Basic Principles of Doppler Imaging

The goal of Doppler imaging is to invert line profile variations into 2-D map of stellar surface. Due to Doppler effect arising from the stellar rotation contributions of different surface zones are shifted in wavelength. Surface structures produce perturbations moving across line profiles as the star rotates. The longitude of a starspot can be determined directly from the position of the corresponding distortion in the line profile. The latitude can be inferred from the temporal behaviour of the distortion.

Below I illustrate typical line profile variation produced by different types of structures on the surfaces of rotating stars. I am doing Doppler Imaging analysis of all these different types of starspots.

Temperature Chemical abundance Magnetic field Non-radial pulsation

Magnetic field Active late-type stars possess small scale, structured magnetic fields. They can be detected and characterized using high-resolution spectroscopy combined with the analysis of circular polarization. The Stokes V signatures of magnetic spots move across the line profile and change in amplitude depending on the field orientation inside the spot (left).
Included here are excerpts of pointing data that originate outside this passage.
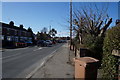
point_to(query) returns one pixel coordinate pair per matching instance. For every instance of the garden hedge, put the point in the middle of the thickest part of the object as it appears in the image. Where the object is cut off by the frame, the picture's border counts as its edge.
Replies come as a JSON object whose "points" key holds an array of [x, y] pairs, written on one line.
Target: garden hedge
{"points": [[109, 62]]}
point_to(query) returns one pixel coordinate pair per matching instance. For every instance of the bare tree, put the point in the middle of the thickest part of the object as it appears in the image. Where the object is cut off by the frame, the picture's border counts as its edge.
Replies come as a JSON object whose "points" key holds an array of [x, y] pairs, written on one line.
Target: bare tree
{"points": [[44, 30], [91, 20]]}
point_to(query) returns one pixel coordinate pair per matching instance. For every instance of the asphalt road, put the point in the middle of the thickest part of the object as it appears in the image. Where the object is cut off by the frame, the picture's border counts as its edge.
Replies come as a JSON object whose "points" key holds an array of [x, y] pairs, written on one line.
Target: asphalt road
{"points": [[18, 63]]}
Many hot stars exhibit very strong, globally-organized magnetic fields. Their magnetic geometries can be approximately described with a dipole inclined with respect to the stellar rotational axis. For such stars we can measure and interpret line profile variation in all four Stokes parameters. The Stokes V spectra provide information about the line of sight magnetic component while linear polarization spectra (Stokes Q and U) characterize the transverse magnetic field (right).